A new report released by the C.D. Howe Institute today says that Ottawa should rethink the tax rules for pooled registered pension plans (PRPPs) if they want the retirement savings vehicle to be effective. As it stands right now, they are useless for low-income earners.
In the report, Pooled Registered Pension Plans: Pension Savior – or a New Tax on the Poor?, James Pierlot, a pension specialist and member of the Pension Policy Council of the C.D. Howe Institute, and BenefitsCanada.com columnist, says, “As currently proposed, PRPPs present only the appearance of reform because they are, for the most part, a re-release of an existing retirement savings vehicle—RRSPs—with a new coat of paint.”
PRPPs were introduced for federally regulated employees in June 2012 but since most employers under federal pension legislation are already providing pension coverage to their employees, PRPPs were introduced in the expectation that provincial governments would follow the federal lead and adopt PRPPs for the vast majority of Canadian workers, who are under provincial jurisdiction.

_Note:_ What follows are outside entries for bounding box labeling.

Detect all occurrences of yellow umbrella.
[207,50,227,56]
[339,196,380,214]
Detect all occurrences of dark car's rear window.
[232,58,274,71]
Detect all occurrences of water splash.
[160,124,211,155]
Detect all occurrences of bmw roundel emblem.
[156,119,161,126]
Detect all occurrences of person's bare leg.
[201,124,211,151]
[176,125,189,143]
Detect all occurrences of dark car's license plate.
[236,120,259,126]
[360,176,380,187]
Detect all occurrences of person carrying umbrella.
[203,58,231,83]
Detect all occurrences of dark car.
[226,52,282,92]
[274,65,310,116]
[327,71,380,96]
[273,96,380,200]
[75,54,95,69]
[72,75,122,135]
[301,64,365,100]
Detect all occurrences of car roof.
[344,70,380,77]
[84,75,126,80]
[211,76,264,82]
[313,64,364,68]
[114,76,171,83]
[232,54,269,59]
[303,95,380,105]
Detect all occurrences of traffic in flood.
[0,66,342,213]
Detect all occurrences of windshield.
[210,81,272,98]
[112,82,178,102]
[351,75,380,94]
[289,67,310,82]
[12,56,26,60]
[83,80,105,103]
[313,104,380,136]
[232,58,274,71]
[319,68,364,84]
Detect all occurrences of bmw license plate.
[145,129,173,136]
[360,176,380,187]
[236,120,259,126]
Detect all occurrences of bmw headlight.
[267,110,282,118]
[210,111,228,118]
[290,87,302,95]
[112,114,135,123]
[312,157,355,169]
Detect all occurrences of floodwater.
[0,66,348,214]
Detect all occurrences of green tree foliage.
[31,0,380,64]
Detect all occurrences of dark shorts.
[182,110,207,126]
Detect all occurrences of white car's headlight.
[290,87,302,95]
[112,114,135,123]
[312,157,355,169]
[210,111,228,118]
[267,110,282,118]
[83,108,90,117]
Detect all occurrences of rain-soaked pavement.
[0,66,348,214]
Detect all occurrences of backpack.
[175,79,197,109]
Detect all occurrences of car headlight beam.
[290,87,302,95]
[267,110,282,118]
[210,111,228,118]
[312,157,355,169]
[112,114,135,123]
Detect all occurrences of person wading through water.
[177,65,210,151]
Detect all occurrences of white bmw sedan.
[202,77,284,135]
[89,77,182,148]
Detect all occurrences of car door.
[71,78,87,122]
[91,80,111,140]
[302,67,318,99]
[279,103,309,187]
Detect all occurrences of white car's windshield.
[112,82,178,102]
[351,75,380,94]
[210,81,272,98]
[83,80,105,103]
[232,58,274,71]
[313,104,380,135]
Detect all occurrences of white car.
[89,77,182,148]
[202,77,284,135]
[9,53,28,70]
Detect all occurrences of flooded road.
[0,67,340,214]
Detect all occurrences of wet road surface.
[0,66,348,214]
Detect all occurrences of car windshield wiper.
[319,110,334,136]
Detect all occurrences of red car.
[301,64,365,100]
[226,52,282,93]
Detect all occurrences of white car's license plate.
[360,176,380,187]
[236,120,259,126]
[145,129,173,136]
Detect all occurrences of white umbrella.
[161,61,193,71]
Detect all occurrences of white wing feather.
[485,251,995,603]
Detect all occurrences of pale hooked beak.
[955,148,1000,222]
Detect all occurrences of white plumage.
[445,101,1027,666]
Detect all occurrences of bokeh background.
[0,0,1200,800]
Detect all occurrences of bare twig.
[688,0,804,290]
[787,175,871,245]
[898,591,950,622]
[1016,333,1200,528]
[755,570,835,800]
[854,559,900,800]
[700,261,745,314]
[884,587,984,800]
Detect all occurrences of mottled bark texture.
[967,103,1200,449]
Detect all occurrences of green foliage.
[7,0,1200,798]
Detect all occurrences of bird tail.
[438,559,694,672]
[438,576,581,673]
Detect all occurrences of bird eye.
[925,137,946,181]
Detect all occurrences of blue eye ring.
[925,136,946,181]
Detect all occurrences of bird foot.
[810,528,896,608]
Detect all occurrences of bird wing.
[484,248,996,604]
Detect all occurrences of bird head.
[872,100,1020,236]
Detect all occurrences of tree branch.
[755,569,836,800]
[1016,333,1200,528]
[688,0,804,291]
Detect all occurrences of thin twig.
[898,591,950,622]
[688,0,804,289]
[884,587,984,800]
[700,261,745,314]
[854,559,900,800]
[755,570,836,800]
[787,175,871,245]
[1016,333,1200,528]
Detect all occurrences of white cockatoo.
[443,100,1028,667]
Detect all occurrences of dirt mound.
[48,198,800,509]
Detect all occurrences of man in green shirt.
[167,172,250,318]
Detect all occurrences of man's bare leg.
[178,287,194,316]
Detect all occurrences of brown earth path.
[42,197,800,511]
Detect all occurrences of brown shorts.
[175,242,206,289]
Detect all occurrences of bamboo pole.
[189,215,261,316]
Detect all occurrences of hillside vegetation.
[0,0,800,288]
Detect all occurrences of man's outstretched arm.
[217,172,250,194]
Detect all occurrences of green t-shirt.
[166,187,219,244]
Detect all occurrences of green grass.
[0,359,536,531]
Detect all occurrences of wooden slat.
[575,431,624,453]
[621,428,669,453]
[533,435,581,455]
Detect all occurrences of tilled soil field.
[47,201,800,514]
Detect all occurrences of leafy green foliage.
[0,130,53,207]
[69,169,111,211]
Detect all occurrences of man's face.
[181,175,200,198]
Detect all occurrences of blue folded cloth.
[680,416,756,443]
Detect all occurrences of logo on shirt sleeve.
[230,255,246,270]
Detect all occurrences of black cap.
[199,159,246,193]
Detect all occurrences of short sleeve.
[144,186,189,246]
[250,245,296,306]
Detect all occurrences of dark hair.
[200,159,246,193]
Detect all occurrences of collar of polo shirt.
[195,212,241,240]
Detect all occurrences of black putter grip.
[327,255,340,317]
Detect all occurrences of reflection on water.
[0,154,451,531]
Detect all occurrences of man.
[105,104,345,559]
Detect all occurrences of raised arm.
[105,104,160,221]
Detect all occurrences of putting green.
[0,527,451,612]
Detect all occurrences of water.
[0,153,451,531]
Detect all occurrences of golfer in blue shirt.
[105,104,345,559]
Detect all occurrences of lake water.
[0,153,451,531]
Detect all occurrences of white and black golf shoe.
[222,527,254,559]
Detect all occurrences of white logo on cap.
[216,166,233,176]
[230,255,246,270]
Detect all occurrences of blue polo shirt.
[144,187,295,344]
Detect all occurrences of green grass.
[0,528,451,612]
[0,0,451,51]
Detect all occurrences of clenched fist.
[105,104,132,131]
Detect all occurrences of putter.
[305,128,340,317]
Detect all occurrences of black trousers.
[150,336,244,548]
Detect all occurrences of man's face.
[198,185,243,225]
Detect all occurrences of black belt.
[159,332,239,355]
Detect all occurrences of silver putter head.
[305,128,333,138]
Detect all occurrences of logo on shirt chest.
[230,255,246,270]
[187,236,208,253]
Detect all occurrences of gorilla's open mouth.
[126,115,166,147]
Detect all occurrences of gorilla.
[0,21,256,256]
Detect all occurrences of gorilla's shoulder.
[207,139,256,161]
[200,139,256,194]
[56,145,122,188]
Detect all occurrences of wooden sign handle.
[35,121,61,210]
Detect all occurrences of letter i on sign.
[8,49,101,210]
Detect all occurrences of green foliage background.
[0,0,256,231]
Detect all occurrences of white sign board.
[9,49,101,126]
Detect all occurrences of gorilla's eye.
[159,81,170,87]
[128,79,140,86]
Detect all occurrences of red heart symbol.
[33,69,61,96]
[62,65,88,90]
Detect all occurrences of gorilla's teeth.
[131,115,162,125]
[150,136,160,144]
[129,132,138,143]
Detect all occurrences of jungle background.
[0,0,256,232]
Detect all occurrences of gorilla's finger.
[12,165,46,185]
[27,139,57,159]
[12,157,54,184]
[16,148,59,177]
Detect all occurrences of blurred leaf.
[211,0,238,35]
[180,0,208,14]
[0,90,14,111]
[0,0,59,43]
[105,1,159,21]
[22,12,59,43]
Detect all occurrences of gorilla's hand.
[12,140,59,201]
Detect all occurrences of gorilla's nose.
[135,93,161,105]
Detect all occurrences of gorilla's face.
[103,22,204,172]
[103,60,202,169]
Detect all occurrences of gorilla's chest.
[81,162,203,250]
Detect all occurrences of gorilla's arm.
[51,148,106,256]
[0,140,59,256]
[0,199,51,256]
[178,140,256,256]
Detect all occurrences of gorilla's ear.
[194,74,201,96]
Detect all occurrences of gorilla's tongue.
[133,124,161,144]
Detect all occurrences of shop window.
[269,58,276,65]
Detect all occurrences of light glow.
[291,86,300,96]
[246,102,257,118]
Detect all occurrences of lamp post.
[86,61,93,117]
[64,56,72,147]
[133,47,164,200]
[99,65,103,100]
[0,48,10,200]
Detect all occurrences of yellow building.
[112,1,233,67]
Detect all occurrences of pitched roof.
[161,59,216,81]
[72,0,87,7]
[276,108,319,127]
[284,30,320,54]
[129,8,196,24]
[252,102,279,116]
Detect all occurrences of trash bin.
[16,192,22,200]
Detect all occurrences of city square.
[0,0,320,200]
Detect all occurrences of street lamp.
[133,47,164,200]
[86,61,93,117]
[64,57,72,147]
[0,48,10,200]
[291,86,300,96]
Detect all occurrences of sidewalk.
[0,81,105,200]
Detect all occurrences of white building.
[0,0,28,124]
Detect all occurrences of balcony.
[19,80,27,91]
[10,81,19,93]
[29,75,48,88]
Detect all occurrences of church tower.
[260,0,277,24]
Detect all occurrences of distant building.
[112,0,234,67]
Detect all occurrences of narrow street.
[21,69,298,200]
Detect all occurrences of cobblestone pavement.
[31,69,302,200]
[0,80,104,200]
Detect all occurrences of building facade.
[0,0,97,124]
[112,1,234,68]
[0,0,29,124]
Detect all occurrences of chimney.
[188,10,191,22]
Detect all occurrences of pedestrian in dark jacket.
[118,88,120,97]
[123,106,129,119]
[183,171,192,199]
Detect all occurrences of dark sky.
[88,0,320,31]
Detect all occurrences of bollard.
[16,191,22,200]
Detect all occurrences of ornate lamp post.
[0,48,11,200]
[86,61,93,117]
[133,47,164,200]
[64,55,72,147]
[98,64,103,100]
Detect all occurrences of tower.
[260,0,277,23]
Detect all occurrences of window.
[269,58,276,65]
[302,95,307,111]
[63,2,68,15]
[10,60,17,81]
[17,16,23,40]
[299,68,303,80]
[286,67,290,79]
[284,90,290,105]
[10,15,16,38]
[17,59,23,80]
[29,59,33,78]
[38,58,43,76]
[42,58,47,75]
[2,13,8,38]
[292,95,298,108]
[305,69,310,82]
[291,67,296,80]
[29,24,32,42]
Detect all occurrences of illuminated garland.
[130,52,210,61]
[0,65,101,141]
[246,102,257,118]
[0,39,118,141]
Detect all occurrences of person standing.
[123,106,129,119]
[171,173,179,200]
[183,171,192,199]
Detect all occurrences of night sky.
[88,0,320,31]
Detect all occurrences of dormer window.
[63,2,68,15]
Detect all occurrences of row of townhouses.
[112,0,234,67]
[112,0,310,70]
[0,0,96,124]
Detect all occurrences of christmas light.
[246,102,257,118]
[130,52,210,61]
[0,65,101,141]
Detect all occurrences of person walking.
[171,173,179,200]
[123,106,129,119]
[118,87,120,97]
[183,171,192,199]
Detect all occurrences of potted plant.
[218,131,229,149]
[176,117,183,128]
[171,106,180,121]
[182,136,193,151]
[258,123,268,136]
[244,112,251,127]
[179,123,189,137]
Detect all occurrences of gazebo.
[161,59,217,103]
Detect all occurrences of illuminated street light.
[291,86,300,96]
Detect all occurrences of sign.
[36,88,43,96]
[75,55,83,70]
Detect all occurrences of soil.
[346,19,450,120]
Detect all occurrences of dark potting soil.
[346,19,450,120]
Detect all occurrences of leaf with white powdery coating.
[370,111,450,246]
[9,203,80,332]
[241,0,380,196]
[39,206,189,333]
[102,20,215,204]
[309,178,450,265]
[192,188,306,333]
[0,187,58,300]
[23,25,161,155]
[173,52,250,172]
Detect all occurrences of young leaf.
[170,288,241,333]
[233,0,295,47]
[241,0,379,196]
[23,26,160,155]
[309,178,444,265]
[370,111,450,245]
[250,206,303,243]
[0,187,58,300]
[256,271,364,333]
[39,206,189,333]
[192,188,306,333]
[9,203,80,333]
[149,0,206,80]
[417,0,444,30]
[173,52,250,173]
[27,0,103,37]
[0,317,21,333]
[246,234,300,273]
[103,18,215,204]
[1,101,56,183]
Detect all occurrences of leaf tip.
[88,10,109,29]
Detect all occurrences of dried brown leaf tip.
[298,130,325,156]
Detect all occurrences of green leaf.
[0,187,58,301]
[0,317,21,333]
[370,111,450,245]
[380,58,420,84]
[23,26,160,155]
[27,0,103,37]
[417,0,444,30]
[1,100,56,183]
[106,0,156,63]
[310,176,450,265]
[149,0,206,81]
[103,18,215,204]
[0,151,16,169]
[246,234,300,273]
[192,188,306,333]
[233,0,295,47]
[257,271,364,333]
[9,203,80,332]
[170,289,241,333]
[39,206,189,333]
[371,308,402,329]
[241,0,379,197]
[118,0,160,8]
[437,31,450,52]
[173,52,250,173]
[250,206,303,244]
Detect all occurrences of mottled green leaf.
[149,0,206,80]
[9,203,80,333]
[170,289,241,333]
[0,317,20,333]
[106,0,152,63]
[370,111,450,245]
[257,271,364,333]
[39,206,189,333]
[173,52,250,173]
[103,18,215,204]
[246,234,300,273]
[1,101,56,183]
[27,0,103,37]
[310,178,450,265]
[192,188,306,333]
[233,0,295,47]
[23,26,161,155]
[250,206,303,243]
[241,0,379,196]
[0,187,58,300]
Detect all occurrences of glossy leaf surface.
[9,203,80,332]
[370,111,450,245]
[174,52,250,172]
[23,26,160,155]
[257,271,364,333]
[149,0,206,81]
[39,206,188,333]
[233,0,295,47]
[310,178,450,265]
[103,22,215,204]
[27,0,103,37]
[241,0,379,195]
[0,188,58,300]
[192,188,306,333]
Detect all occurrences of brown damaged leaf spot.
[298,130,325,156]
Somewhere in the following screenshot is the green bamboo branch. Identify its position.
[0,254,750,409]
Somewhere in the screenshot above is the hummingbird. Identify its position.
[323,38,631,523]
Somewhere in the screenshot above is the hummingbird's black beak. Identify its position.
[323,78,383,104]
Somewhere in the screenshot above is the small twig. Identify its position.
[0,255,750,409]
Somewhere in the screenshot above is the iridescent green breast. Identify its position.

However, since tax rules for PRPPs—essentially identical to those that apply to RRSPs and similar to those for DC plans—will prevent many private-sector workers from saving enough for retirement and from receiving retirement income in the form of a life pension, PRPPs are only a mild improvement to the current options.
Low to middle-income workers steer clear
The reports warns that PRPPs should be avoided entirely by many low- to middle-income workers who will face taxes and government-benefit claw backs on PRPP retirement benefits at rates that are significantly higher than the refundable rates that apply to contributions.
The authors’ recommendations for how to improve on PRPPs include the following:
- PRPPs should allow tax-free accumulations (possibly in new tax free pension accounts) so low- and middle-income workers don’t face punitive effective tax rates when they retire;
- members should have the option of accumulating self-funded “target” pension benefits under the same rules that apply to the federal workers and to members of other DB pension plans, but which are not available in RRSPs, DC plans and the proposed PRPPs;
- lifetime accumulation limits should be introduced to help level the playing field with DB pension plans and to provide equal access to tax-free pension saving; and
- PRPPs should be allowed to pay out retirement savings as lifetime pensions, which only DB plans are now allowed to do.